- Born: Copenhagen, Denmarkj Denmark–Norway
- Died: 1723
- Allegiance: Denmark-Norway
- Service years: ~ 1700–1723
- Rank: Lieutenant Colonel
- Commands: Akershus Fortress Kastellet Fortress
- Conflicts: Siege of Aksershus

= Jørgen Christopher von Klenow =

Danish-Norwegian military officer (died 1723)

Jørgen Christopher von Klenow was a German-Danish military officer.

Jørgen von Klenow was born in Mecklenburg, (now Germany) and died in 1723 in Copenhagen, Denmark. He was commandant of Akershus fortress, Christiania, Norway from 1712 through 1719. This included the period in which Akershus successfully repelled the advance of King Charles XII of Sweden on Christiania and the siege of Akershus.

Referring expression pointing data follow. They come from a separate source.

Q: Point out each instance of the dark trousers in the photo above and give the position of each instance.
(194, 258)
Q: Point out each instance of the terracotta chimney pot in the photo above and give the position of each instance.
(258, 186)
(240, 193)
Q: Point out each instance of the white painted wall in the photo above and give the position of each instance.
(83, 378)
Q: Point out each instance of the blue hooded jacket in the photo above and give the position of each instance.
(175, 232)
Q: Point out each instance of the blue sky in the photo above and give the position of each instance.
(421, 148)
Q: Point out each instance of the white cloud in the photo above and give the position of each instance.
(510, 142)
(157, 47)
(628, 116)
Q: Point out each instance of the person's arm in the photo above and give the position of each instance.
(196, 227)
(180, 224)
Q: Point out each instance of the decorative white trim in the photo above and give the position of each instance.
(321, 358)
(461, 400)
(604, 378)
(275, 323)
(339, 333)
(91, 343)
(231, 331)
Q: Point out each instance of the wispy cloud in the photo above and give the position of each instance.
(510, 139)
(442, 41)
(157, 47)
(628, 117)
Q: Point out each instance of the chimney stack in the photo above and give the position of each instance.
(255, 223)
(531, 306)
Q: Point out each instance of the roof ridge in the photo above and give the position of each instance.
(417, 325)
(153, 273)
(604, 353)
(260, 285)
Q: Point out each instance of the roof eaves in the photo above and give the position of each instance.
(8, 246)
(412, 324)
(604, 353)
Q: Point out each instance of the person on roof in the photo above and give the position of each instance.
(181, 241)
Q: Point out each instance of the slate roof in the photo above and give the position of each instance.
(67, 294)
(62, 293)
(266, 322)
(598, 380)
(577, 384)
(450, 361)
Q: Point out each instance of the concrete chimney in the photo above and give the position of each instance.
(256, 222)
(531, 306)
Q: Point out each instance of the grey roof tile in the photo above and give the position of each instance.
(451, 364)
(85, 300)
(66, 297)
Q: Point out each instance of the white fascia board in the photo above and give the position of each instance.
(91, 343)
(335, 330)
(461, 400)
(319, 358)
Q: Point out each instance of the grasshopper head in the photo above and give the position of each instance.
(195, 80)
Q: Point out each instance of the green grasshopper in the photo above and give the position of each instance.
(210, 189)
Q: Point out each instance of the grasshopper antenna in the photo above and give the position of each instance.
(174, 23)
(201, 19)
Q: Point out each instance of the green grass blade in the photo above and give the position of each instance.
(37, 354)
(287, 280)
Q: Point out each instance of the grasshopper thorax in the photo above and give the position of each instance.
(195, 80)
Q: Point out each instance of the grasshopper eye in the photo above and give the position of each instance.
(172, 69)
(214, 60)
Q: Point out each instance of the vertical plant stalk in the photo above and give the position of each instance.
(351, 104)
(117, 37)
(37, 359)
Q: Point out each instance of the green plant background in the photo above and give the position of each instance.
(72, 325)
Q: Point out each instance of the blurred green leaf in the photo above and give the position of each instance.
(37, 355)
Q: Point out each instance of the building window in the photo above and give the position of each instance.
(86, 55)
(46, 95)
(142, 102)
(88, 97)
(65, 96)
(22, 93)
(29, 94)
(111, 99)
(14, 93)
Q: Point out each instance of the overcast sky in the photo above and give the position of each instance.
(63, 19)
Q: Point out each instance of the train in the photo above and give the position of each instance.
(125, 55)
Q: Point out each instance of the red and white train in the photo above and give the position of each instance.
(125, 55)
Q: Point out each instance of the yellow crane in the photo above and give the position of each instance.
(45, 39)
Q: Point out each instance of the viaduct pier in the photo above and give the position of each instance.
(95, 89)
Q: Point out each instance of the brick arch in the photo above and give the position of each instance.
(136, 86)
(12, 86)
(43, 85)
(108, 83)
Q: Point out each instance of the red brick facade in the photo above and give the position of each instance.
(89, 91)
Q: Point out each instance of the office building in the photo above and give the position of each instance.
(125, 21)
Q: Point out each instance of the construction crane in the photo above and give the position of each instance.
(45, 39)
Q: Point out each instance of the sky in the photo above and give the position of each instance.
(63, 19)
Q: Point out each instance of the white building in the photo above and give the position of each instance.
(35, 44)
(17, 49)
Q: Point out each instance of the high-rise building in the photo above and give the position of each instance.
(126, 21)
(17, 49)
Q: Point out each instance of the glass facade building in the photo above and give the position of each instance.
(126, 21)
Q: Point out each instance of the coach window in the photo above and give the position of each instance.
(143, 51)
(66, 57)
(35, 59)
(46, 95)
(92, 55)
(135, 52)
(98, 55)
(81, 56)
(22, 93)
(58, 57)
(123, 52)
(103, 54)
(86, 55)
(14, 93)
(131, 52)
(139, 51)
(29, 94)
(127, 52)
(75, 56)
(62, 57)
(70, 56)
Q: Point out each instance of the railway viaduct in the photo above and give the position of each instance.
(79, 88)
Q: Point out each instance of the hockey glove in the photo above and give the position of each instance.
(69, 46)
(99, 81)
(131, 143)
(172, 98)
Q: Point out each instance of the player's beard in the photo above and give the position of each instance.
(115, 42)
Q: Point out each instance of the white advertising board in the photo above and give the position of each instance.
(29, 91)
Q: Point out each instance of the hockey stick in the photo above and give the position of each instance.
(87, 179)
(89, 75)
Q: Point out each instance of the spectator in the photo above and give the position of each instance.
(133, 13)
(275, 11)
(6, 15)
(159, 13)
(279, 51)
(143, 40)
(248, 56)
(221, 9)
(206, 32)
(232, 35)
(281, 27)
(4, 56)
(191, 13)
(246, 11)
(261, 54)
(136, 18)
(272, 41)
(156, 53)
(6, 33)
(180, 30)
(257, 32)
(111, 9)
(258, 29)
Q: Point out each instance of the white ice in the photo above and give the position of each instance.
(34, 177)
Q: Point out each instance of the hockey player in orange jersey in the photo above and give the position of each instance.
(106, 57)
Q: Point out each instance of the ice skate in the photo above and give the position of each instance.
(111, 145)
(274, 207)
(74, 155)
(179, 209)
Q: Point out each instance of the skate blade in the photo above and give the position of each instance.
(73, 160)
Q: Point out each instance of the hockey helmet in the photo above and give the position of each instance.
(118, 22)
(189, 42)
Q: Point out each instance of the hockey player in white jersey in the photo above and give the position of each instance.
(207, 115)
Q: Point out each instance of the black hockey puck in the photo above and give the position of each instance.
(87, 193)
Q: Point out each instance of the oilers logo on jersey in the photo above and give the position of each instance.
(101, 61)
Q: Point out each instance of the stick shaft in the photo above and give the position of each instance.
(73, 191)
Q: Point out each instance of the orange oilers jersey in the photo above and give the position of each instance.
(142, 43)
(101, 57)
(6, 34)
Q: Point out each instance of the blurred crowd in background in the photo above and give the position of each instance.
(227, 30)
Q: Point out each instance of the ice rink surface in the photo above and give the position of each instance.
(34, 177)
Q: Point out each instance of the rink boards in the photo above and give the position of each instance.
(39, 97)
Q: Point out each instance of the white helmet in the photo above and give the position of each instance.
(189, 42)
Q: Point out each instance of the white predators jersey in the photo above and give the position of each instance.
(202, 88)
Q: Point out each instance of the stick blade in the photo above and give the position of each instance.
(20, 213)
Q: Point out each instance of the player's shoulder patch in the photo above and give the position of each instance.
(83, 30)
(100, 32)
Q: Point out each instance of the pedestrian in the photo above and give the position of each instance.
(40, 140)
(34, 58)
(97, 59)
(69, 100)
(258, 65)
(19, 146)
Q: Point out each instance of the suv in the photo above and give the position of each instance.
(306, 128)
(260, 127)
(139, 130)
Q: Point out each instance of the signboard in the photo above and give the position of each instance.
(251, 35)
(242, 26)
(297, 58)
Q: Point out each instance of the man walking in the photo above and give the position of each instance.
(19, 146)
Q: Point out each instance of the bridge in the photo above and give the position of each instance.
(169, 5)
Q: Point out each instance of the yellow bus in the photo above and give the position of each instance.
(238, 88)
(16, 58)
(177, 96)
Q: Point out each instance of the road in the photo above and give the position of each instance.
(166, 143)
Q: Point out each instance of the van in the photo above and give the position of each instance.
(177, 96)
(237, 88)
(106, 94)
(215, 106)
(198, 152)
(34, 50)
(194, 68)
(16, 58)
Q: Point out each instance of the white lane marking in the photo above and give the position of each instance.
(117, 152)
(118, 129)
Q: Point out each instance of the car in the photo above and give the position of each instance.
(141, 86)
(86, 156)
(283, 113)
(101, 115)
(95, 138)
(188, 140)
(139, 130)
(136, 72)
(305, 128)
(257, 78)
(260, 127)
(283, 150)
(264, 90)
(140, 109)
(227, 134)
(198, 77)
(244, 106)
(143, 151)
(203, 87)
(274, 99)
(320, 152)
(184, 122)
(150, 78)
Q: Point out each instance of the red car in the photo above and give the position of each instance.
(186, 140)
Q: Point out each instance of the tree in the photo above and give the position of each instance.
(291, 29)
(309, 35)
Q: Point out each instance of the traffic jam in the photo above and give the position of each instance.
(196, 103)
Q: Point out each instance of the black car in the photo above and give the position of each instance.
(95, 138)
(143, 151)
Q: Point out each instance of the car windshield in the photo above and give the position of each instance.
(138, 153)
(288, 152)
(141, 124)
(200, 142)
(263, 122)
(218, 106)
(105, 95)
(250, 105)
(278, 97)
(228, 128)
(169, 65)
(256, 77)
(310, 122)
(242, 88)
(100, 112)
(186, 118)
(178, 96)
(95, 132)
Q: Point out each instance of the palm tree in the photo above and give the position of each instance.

During March 1716, Akershus fortress, was besieged by a Swedish force of 10,000 troops. Jørgen von Klenow managed to collect 3,000 defenders and endured a long siege, before the Swedes finally had to retire. Norwegian forces remained intact, and forced a retreat from the capital at 29 April after inflicting significant losses of men and material. Jørgen Christopher von Klenow then took command of Kastellet—the fortifications of Copenhagen, Denmark from 1719 until his death in 1723.